In a recent article with Stanford University’s Patricia Bromley that was published in California Management Review Insights, Shawn Pope revisited an event that shocked the financial press three years ago – the Business Roundtable’s release of its “Statement on the Purpose of a Corporation.”
Shawn Pope is an Assistant Professor at EMLV Business School and a researcher at De Vinci Research Center, as part of the Business Group.
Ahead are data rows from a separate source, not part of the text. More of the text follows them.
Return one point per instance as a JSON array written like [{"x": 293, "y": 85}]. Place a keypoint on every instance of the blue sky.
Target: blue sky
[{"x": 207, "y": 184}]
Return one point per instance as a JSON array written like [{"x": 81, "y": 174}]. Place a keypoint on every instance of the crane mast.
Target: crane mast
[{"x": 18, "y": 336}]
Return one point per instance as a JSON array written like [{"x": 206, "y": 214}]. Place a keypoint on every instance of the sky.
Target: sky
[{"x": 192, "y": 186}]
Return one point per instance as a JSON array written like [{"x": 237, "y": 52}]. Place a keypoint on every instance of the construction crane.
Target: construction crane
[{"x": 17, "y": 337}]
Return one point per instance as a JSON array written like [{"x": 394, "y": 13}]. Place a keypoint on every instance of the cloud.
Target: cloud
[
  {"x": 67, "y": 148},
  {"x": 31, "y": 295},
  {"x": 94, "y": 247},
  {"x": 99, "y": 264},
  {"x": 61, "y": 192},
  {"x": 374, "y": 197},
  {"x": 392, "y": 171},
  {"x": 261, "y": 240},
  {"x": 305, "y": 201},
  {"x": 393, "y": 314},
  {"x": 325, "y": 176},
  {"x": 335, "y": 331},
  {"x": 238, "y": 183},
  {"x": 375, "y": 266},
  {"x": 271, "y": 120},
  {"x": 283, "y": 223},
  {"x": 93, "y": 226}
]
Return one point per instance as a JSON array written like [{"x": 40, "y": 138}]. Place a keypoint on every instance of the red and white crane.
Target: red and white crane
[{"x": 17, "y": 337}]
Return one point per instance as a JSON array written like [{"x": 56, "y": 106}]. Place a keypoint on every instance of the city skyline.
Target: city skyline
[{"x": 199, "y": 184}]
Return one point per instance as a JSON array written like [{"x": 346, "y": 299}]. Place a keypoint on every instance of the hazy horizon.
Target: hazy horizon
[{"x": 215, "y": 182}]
His research focuses on social corporate responsibility, corporate image, corporate strategy, organizational theory, business ethics and globalization.
At the time, observers were stunned that the Roundtable – a lobbyist that has, for decades, resisted stiffer tax, labor, and climate laws in the United States – would release a statement that, essentially, wholeheartedly endorsed the corporate social responsibility (CSR) movement.
The Roundtable Statement should have become a turning point for sustainability in business
According to Shawn Pope, “this was a seemingly momentous event in the development of CSR, since the Roundtable’s nearly two hundred corporate members, almost all of whose CEOs signed the Statement, include many global household names that collectively represent about a quarter of total U.S. market capitalization.
Nonetheless, of the bevy of news articles that followed in such outlets as the Wall Street Journal, Financial Times, Fortune, and Forbes, many were suspicious of the Roundtable’s sincerity.
Consider the perverse objectives that may be involved: If legislators come to believe that Roundtable members are socially responsible of their own accord, this would naturally reduce the need to monitor and regulate those benevolent actors.
To gauge the sincerity of the Roundtable, my article investigated whether its Statement, three years later, has brought about noticeable progress at the Roundtable and among its membership.
The findings were not entirely supportive. While we documented that the Roundtable and its members have made more public commitments to CSR in recent years and have spoken up more often on CSR issues, the quality of the actual social practices of Roundtable members has not improved much.
Given these findings, we ended our article with five practical recommendations for the Roundtable to make its CSR commitments more credible.”